ControlBlockService2 from commit c9d0ab3
RetroPie 4.1

I have this strange situation where I can use 2 regular NES controllers fine, but cannot get NES Advantage joysticks to reliably work.

Unplugging a NES controller, and plugging in a NES Advantage stick will 90% of the time stop any controller from working until rebooting the system. But 10% of the time it'll work fine. Right before it breaks everything, it seems like a lot of button presses are happening.

Booting with the NES Advantage sticks plugged in almost never works. But 5% of the time they'll boot up fine.

When the NES Advantage sticks are working, no amount of jiggling my wires or connections will cause them to fail. So I don't believe it is a wiring or contact issue.

None of these reliability problems exist for the regular NES controllers.

A failed state for the NES Advantage sticks includes not lighting up the buttons when they're pressed. When a NES Advantage stick is working, the little lights under the turbo dials always light up when the buttons are pressed. If those lights are working by the time the ES logo appears, then the stick will be working fine.

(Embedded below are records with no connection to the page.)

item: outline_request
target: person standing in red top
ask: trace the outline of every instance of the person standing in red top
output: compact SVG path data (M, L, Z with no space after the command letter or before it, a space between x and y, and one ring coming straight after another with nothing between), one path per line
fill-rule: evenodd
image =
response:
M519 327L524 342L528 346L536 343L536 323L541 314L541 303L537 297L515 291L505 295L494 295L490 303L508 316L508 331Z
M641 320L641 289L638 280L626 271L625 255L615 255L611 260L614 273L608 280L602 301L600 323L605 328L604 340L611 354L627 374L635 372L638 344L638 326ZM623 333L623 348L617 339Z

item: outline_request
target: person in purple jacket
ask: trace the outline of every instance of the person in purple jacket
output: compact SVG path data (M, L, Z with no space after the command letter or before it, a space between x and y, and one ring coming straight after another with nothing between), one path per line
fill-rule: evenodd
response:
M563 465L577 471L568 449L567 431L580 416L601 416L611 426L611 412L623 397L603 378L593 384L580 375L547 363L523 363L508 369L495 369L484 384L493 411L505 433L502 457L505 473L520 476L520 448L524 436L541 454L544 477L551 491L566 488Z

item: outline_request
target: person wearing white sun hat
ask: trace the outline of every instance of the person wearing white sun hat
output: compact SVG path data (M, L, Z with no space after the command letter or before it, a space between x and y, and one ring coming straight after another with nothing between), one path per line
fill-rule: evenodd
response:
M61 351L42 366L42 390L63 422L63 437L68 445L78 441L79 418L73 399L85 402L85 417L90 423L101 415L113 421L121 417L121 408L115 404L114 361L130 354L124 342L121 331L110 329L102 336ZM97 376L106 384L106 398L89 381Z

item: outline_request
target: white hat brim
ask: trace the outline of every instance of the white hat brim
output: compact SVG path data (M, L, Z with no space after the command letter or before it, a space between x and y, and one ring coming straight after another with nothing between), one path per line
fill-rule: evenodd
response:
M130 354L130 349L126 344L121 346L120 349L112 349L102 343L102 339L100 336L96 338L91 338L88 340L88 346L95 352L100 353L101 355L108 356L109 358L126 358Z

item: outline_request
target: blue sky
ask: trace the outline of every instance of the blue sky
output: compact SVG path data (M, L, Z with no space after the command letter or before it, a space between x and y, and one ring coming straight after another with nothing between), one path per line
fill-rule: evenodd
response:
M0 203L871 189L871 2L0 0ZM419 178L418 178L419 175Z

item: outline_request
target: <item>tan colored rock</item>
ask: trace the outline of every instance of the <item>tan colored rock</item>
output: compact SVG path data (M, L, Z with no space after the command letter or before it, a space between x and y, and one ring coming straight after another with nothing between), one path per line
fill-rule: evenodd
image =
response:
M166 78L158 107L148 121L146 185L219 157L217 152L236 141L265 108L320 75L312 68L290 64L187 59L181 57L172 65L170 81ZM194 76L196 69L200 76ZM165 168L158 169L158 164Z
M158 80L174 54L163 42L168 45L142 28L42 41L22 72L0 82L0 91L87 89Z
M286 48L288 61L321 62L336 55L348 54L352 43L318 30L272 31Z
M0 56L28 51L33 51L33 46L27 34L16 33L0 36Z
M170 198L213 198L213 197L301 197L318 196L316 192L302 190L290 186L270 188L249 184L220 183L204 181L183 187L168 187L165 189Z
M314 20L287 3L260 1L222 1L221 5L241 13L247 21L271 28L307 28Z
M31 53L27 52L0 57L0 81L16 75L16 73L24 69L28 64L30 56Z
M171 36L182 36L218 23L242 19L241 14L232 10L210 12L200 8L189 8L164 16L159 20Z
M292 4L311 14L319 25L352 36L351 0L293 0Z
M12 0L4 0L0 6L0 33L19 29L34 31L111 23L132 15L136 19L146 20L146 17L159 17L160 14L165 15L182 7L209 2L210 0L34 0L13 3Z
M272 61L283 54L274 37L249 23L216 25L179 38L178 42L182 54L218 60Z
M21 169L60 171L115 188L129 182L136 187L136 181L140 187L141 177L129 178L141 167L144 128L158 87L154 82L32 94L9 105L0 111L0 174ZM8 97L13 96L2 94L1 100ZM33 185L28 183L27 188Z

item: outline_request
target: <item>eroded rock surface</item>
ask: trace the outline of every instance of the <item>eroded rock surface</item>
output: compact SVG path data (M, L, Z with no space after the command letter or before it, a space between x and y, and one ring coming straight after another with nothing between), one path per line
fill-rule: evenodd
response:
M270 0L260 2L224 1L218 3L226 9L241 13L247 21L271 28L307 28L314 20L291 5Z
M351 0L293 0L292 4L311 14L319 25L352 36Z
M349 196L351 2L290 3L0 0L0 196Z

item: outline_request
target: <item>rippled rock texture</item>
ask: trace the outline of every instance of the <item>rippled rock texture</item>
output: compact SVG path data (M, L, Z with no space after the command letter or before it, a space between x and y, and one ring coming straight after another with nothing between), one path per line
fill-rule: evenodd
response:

I suspect is has something to do with powering the sticks vs powering the controllers. Or maybe in detecting whether anything is plugged in. Maybe the NES Advantage sticks follow a mildly different communications protocol. I don't know. Grasping.

jstest /dev/input/js0 doesn't show any activity for the NES Advantage sticks when they're in that "no lights" mode. Regular NES Controllers always work with the jstest, unless the NES Advantage stick has caused the "nothing is going to work now" problem.

Maybe the driver crashes? Would there be crash logs anywhere?

How should I proceed with troubleshooting this?

Thanks.

I am afraid that the NES Advantage is not supported yet. Until now, I did not have that joystick. But I just ordered it ;-) When it arrives I can take a deeper look into it. The NES Advantage seems special with its Turbo mode and player 1 and 2 switching capabilities.

Does changing the turbo modes make any differences?

Changing turbo didn't have any affect. Flipping the 1/2 switch will reliably produce a short random burst of button presses, it seems like it's similar to plugging the device in.

Thanks for looking into this!

Could it have something to do with the NES Advantage expecting 5v but only getting 3.3v?

I've stumbled across this and this which make it seem like it is well known that the NES Advantage on 3.3v will not behave properly.

At the bottom of the first link is a reference to 4-channel I2C-safe Bi-directional Logic Level Converter - BSS138 from Adafruit, which sounds like exactly what I need.

I imagine I just stick one of these between each of the NES controller ports and the ControlBlock? Seems too good to be true.

That might be a reason. My Advantage arrived yesterday, but I did not find the time to dig deeper into this yet.
But: You do not need any additional component for supplying 5V to the NES controller. You could use the pins 2 or 4 of the ControlBlock as power supply pins with 5V, see

That was it! Both sticks are working perfectly now. Thanks!